Issue (i): Whether the break-up value method could be adopted for valuing unquoted shares for gift-tax purposes and whether a discount for restrictions on transfer of shares was permissible.
Analysis: Rule 10(2) of the Gift-tax Rules, 1958 points to valuation by reference to the value of the total assets of the company where that is ascertainable, and the accepted approach for unquoted shares in a private company is the break-up value method. The restriction on transfer contained in the articles depressed the realisable value of the shares, and the 15 per cent allowance reflected a recognised valuation adjustment rather than a mere concession. The fact that Rule 1D of the Wealth-tax Rules, 1957 is framed for wealth-tax purposes did not prevent reliance on the same recognised valuation principle for gift-tax valuation.
Conclusion: The break-up value method was correctly adopted and the discount for transfer restrictions was allowable, in favour of the assessee.
Issue (ii): Whether the sale of the shares was for inadequate consideration so as to attract a deemed gift under section 4(1)(a) of the Gift-tax Act, 1958.
Analysis: Section 4(1)(a) applies only where property is transferred otherwise than for adequate consideration, and adequacy is to be judged in the factual setting of the transaction. The price was supported by a recognised valuation basis, multiple transactions were effected at the same price, and there was no material showing that the consideration was sham, shocking, or otherwise unreasonable.

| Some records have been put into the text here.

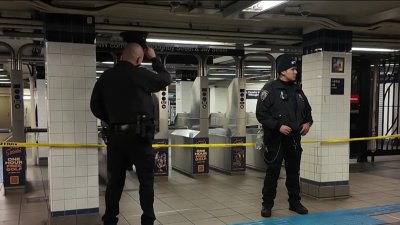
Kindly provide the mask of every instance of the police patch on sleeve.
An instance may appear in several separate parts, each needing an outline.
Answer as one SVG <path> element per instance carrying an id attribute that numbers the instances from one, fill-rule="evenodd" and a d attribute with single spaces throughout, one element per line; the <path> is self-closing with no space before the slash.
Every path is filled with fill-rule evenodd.
<path id="1" fill-rule="evenodd" d="M 267 90 L 262 90 L 262 91 L 260 92 L 260 99 L 261 99 L 261 101 L 264 101 L 264 100 L 268 97 L 268 95 L 269 95 L 269 92 L 268 92 Z"/>

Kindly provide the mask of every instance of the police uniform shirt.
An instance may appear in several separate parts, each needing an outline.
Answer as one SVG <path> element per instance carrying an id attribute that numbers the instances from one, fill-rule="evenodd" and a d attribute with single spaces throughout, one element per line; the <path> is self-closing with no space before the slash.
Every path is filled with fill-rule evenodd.
<path id="1" fill-rule="evenodd" d="M 127 61 L 106 70 L 92 92 L 93 114 L 109 124 L 135 123 L 137 115 L 154 119 L 151 93 L 164 89 L 172 80 L 159 60 L 152 59 L 152 65 L 157 73 Z"/>
<path id="2" fill-rule="evenodd" d="M 299 134 L 300 126 L 312 123 L 311 106 L 301 88 L 280 79 L 265 84 L 261 89 L 256 107 L 257 120 L 264 129 L 279 132 L 282 125 Z"/>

The transaction therefore did not justify treating the difference as a gift.
Conclusion: The consideration was not shown to be inadequate and section 4(1)(a) was not attracted, in favour of the assessee.
Final Conclusion: The appellate orders cancelling the gift-tax assessments were sustained and the departmental appeals failed.
Ratio Decidendi: For unquoted shares in a private company, a recognised break-up valuation may be adopted with a discount for transfer restrictions, and a deemed gift under section 4(1)(a) arises only where inadequacy of consideration is established on the facts, not merely because a different valuation method might yield a higher figure.